Saros promete caos frenético em um shooter exigente e sombrio

Com opções de acessibilidade e algumas novidades notáveis, o novo título tem a intenção de aprimorar a fórmula do anterior sem diminuir o desafio.

em 17/04/2026
O novo shooter da Housemarque, Saros, surge com a sensação de continuidade de ideias vistas em Returnal, embora pareça disposto a expandi-las em várias direções. A estrutura lembra o trabalho anterior, com ciclos de tentativa e erro e combates intensos, porém há sinais de mudanças importantes, em especial em relação à acessibilidade e progressão. Com uma trama aparentemente mais elaborada, alto nível de desafio e uma abordagem de ação que flerta com o bullet hell em ritmo acelerado, fica a impressão de que estamos diante de uma experiência exigente, porém, ao mesmo tempo, potencialmente empolgante. Coletamos as informações divulgadas de forma oficial para entender o que essa nova aventura pode oferecer.
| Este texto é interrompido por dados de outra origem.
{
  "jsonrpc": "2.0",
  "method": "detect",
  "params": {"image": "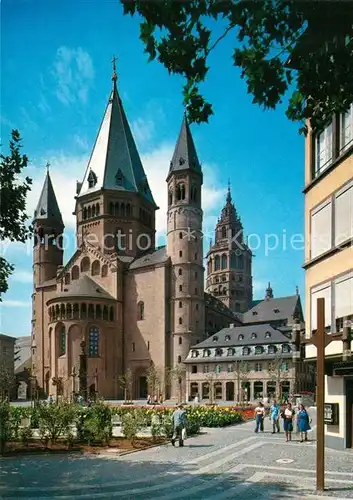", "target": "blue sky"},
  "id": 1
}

[1,0,304,336]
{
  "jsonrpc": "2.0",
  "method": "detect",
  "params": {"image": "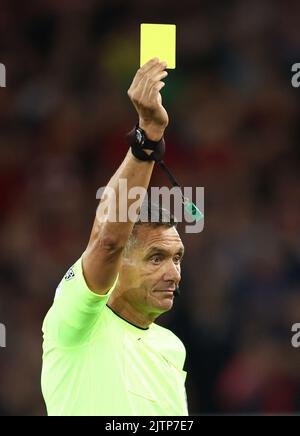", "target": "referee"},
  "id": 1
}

[42,58,188,416]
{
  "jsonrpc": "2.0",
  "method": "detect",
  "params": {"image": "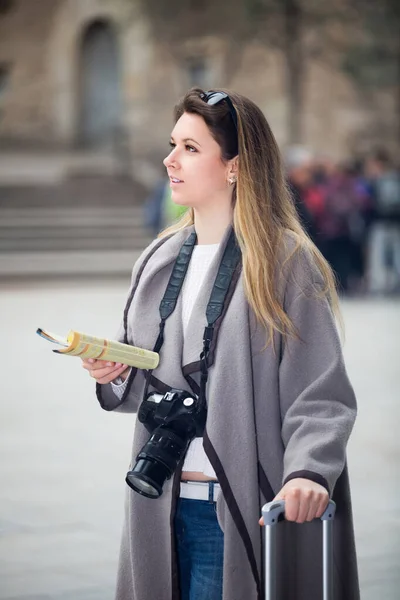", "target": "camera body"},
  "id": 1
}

[126,388,207,498]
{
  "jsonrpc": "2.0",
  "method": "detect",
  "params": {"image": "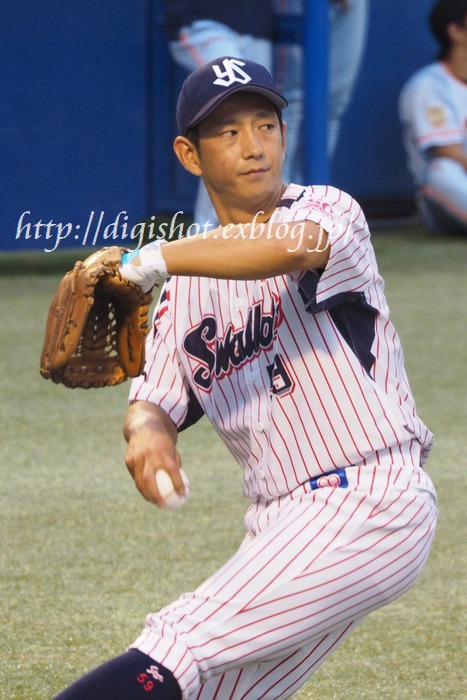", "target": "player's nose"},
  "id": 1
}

[242,128,263,158]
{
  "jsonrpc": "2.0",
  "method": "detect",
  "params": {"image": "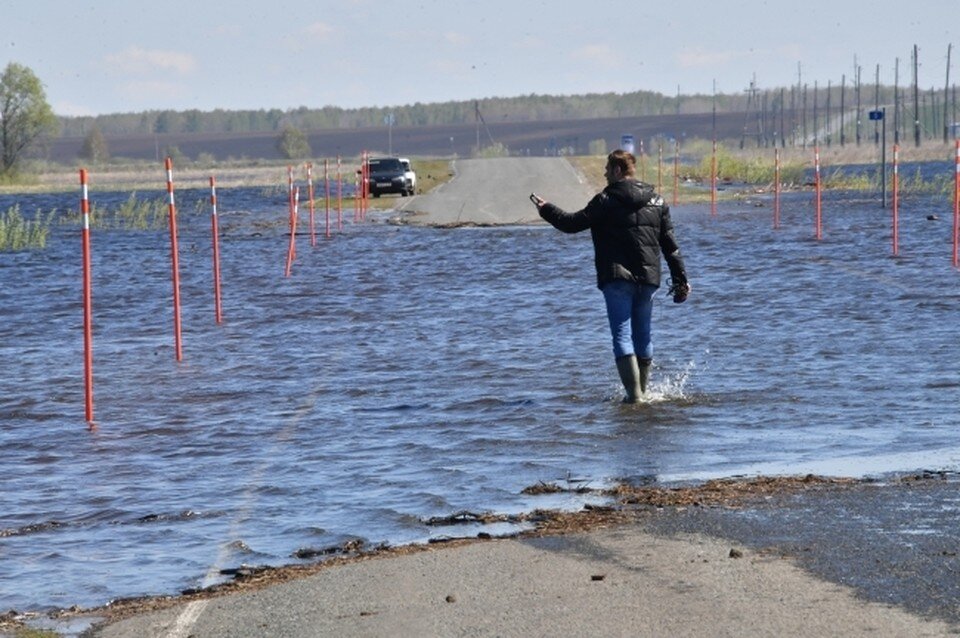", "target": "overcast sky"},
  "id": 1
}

[0,0,960,115]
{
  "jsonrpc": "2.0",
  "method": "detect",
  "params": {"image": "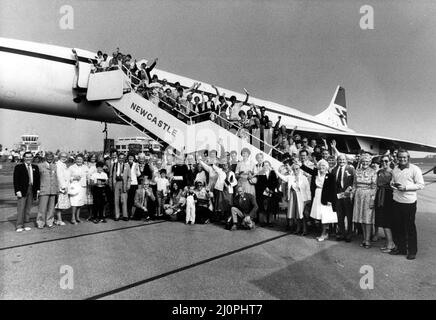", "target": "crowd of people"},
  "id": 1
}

[14,137,424,259]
Ecos de loucura em um planeta enigmático

Na trama, acompanhamos Arjun Devraj, integrante da Echelon 4, uma unidade de agentes de elite enviada ao misterioso planeta Carcosa em busca de colonistas desaparecidos. Esse ponto de partida já sugere um enredo que mistura investigação com sobrevivência, enquanto pouco a pouco surgem indícios de que a missão envolve mais do que apenas resgates. 


Carcosa, por sua vez, está preso sob um eclipse constante, um fenômeno que, para mais do que dominar o céu, interfere de modo direto na matéria e na mente de quem se aventura por lá. Aos poucos, os membros da equipe vão perdendo a sanidade, e o ambiente parece reagir a isso de maneiras imprevisíveis. Arjun precisa explorar esse planeta insípido em busca das pessoas desaparecidas, enquanto tenta encontrar uma forma de salvar sua equipe e lidar com seus próprios objetivos. Existe a promessa de uma narrativa mais rica em comparação a Returnal, possivelmente com mais personagens e interações moldando os acontecimentos.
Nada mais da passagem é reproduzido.